RE: [PATCH] PCI: ERR: Don't override the status returned by error_detect()
From: Z.q. Hou
Date: Fri May 29 2020 - 00:04:46 EST
Hi Kuppuswamy,
> -----Original Message-----
> From: Kuppuswamy, Sathyanarayanan
> <sathyanarayanan.kuppuswamy@xxxxxxxxxxxxxxx>
> Sent: 2020å5æ29æ 5:19
> To: Z.q. Hou <zhiqiang.hou@xxxxxxx>; linux-pci@xxxxxxxxxxxxxxx;
> linux-kernel@xxxxxxxxxxxxxxx; ruscur@xxxxxxxxxx; sbobroff@xxxxxxxxxxxxx;
> oohall@xxxxxxxxx; bhelgaas@xxxxxxxxxx
> Subject: Re: [PATCH] PCI: ERR: Don't override the status returned by
> error_detect()
>
> Hi,
>
> On 5/27/20 1:31 AM, Zhiqiang Hou wrote:
> > From: Hou Zhiqiang <Zhiqiang.Hou@xxxxxxx>
> >
> > The commit 6d2c89441571 ("PCI/ERR: Update error status after
> > reset_link()") overrode the 'status' returned by the error_detect()

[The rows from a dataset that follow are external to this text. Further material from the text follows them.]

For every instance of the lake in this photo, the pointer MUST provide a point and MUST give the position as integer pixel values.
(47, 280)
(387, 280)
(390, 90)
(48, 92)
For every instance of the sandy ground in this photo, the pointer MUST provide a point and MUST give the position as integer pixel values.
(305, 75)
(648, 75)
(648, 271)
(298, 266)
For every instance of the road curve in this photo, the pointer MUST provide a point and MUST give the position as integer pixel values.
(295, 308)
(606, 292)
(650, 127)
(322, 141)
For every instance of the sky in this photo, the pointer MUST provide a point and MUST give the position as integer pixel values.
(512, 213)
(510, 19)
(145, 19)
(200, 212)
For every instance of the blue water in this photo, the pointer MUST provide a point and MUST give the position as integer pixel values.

> > call back function, which is depended on by the next step. This
> > overriding makes the Endpoint driver's required info (kept in the var
> > status) lost, so it results in the fatal errors' recovery failed and then kernel
> panic.
> Can you explain why updating status affects the recovery ?
Take the e1000e as an example:
Once a fatal error is reported by e1000e, the e1000e's error_detect() will be
called and it will return PCI_ERS_RESULT_NEED_RESET to request a slot reset,
the return value is stored in the '&status' of the calling
pci_walk_bus(bus,report_frozen_detected, &status).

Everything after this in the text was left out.